Page history last edited by Helena Barbas 10 years, 9 months ago

 

Abel Neves


 Asas para que vos quero


Um romance mágico sobre a insuspeita dignidade do homem no mundo

 

   Vindo do teatro, Abel Neves reincide no romance. No irónico Corações Piegas (Cotovia, 1996) fez-nos uma quase caricatura da Lisboa revolucionária. Agora, em Asas para que Vos Quero, noutro registo e a ritmo bem mais lento, espraia as suas personagens pelo país, de Norte a Sul. A principal e louvável diferença entre estes dois livros exibe-se na troca da temática urbana pela regionalista. Aproxima-se assim dos espaços de José Riço Direitinho, envereda por áreas que evocam os ambientes de António Manuel Venda, mas distingue-se claramente de ambos revelando-se inconfundível. 

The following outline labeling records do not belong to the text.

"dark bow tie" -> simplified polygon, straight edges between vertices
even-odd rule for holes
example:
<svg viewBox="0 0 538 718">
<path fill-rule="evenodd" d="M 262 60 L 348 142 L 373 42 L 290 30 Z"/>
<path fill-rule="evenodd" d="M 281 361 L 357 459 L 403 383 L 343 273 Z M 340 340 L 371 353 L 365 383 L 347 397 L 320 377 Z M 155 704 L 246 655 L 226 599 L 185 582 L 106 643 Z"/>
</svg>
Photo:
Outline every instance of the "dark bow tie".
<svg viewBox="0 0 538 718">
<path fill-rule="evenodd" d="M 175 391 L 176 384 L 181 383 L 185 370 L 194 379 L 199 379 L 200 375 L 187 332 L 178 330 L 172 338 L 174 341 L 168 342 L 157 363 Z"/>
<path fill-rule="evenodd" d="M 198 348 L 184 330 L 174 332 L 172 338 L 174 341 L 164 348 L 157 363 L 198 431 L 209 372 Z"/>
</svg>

   O romance abre como se de um livro de contos se tratasse: a indicação dos capítulos não é numerada; o segundo inicia-se com uma história aparentemente alheia à do primeiro. Mas as ligações começam a insinuar-se por breves referências. Bocados de cenas prévias que se vão incrustando nos episódios seguintes, entrançando-se com eles, transformando esses fragmentos no alicerce de um todo que, no final, se afirma como circular. Este é um dos primeiros prazeres do livro. Outro, é acompanhar o percurso do herói, talvez um Daniel. 

   Há um Daniel que abandona uma relação estável com uma Teresa Maria, uma senhora da terra em Castelo de Vide. Sai calmamente de casa, deixa o conforto da quinta abastada a caminho do Norte. Pede boleia: «O trigal está atrás e à frente de si, do mesmo modo que a estrada o tem dos lados. Não sabe quando chegará a Lisboa e se o Mustang que passou há vinte minutos tivesse parado estaria agora vinte minutos mais perto, e de quê? Estaria, se o Mustang continuar a rolar segundo a perfeição dos motores e a lei do inexorável sem contratempo.» (pág. 9). 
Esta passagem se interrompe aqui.